Population (31 May 2017)
- • Total: 3,875
- • Density: 26.06/km^{2} (67.50/sq mi)
- Demonym: Casolesi
- Time zone: UTC+1 (CET)
- • Summer (DST): UTC+2 (CEST)
- Postal code: 53031
- Dialing code: 0577
- Patron saint: St. Donatus
- Saint day: 7 August
- Website: comune.casoledelsa.si.it

= Casole d'Elsa =

Casole d'Elsa [ˈkaːzole] is a comune (municipality) in the Province of Siena in the Italian region Tuscany, located about 50 km southwest of Florence and about 25 km west of Siena.

==Main sights==

The church of San Niccolò, of Romanesque origin, has a nave and four aisles divided by columns and semicolumns, with two semicircular apses with mullioned windows. The central portal is from the early 14th century, while the portico is modern. It has 17th-century frescoes by Rustichino and, at the high altar, one 14th century Madonna of the Sienese School.

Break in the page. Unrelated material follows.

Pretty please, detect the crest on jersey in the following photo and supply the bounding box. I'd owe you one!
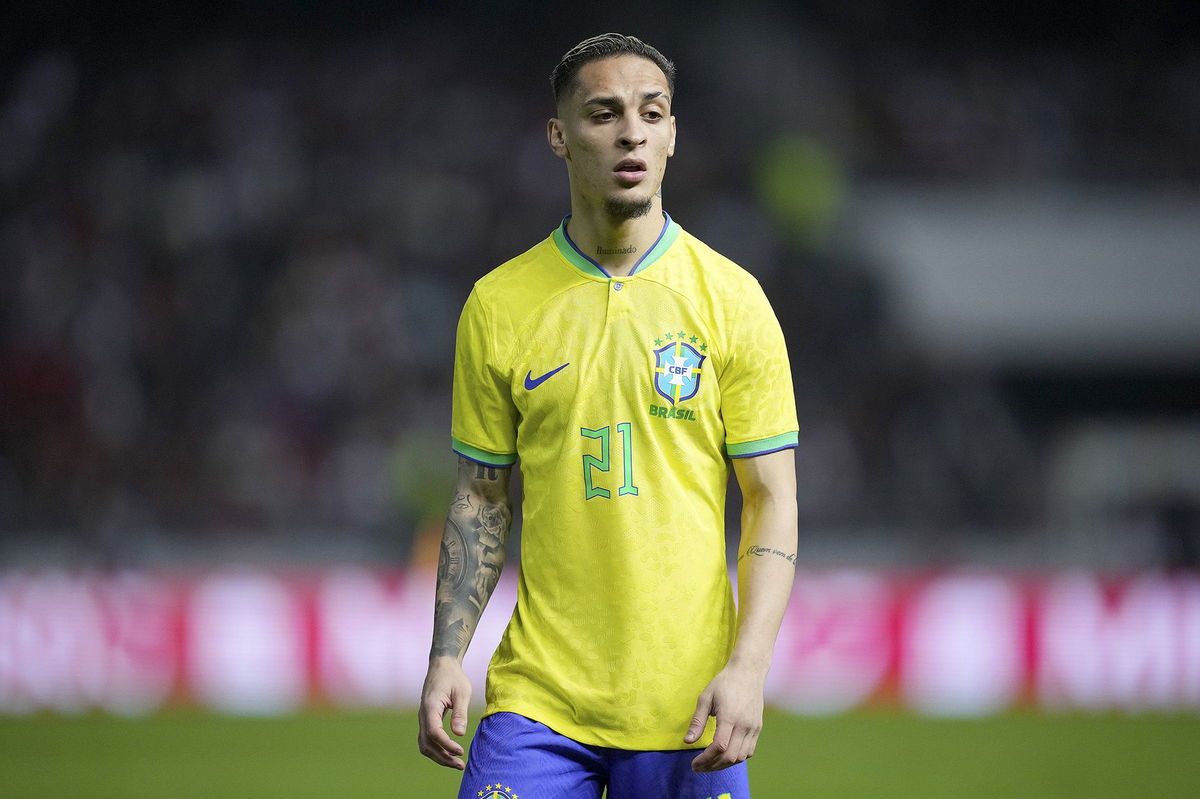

The collegiata di Santa Maria Assunta was consecrated in 1161; of the original Romanesque edifice, the façade remains with the bell tower. The upper part is decorated with blinds arches divided by slender semicolumns. The transept is from the 14th century. The interior houses the tombs of Beltramo Aringhieri, by Marco Romano (early 14th century), and of bishop Tommaso Andrei, by Gano di Fazio (1303). Annexed to the church is a Museum of Sacred Art with works by Domenico di Michelino, Alessandro Casolani and others.

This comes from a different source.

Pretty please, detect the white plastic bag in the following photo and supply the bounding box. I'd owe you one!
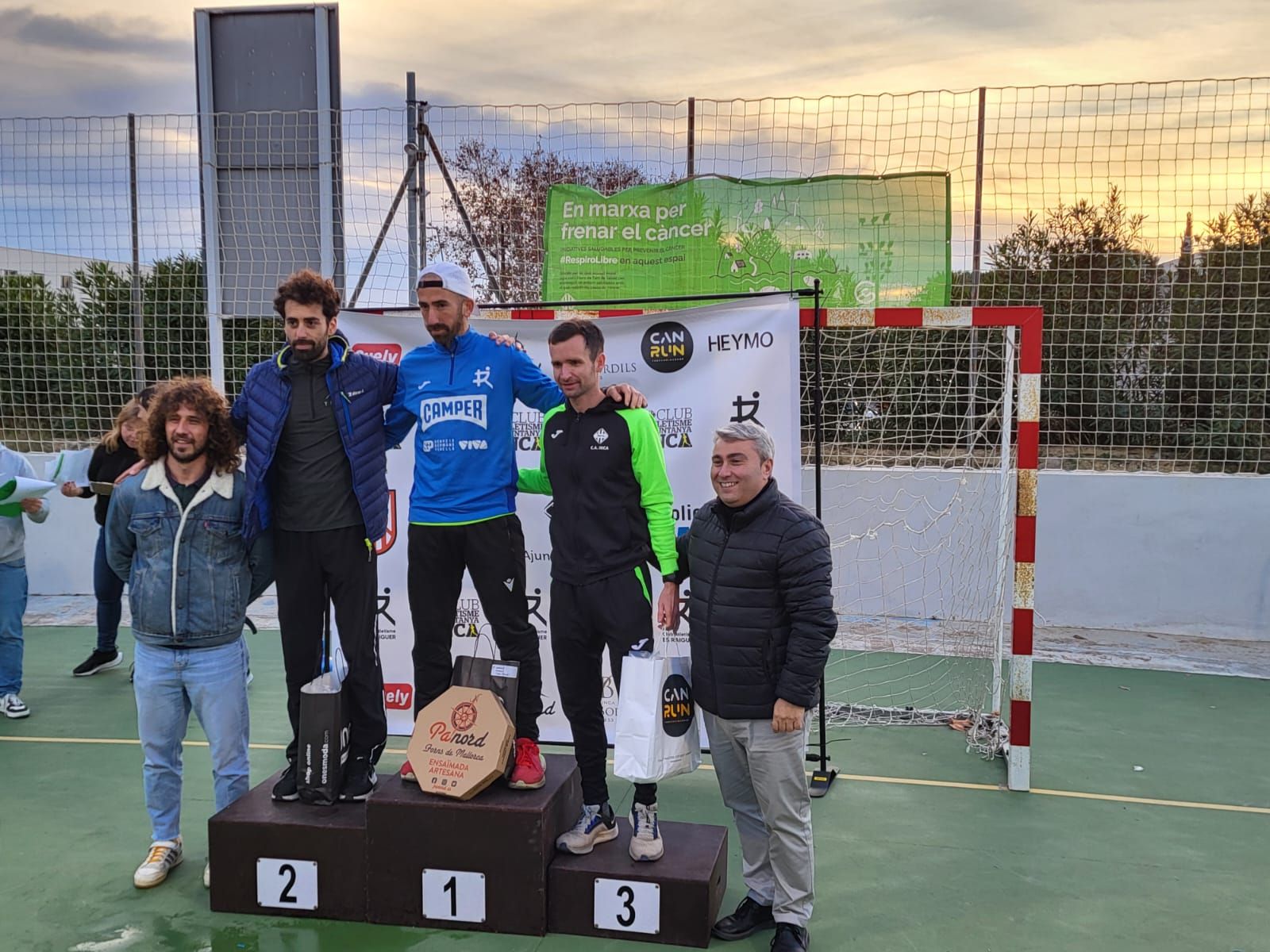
[614,651,701,783]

The Pieve of San Giovanni Battista, at Mensano, is also from the 12th century. Notable are the sculpted capitals of the columns dividing nave and aisles, considered amongst the finest examples of Romanesque sculpture in the Siena area. From the same period and style is the Pieve di San Giovanni Battista, at Pievescola.

Casole d'Elsa is also home to the world-renowned Verrocchio Art Centre offering fine art courses, painting holidays, sculpture courses, studios and accommodation. Nigel Konstam is the resident director and a sculptor whose work is firmly based in the European tradition.

The village is the base of the MotoGP Racing group called Ducati Pramac, that won the 2024 Moto GP title with Jorge Martín.

==Sources==
- Frati, M. (1996). "Chiese medievali della Valdelsa. I territori della via Francigena tra Siena e San Gimignano"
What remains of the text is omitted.